Good Engineering Practice (GEP): In functional safety, isolating DI signals from interference-prone DO signals—especially those driving inductive loads—is the most basic and widely accepted practice.
Possible Exceptions (Extreme Caution Required)
In extremely limited cases with very low risk, sharing a cable might be considered, but it is not recommended as a standard practice:
Non-critical, low-risk signals: DI and DO signals may belong to the same SIF but have a negligible impact on the system’s safety.
Static DO signals: If the DO signal is static (rarely switched), and the load is purely resistive (no inductive elements), the interference generated is minimal.
High-level shielding: Using triple-shielded cables (overall shield + individual shielding for each pair) and ensuring high-quality, low-impedance grounding at both ends of the shields.
Detailed EMC analysis: A detailed Electromagnetic Compatibility (EMC) analysis should demonstrate that DO-induced interference will not cause DI signal malfunctions and that the SIL requirements are met. This often requires complex simulations or real-world testing.

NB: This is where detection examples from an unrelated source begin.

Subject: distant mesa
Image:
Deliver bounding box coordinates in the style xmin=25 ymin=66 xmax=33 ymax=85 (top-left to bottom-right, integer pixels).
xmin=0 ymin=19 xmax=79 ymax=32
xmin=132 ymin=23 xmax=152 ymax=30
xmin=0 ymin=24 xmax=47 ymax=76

Safety Assessment and Approval: This deviation must be explicitly recorded in the Safety Requirements Specification (SRS) and approved by all relevant parties (owners, designers, SIL verification teams) through a Functional Safety Assessment (FSA).
Conclusion
In SIS systems, independent cabling for DI and DO signals is critical to ensure maximum safety, reliability, and fault independence. The risks associated with sharing a cable far outweigh any potential savings in cost or space. Any decision to deviate from this principle must undergo rigorous justification, risk assessment, and formal approval.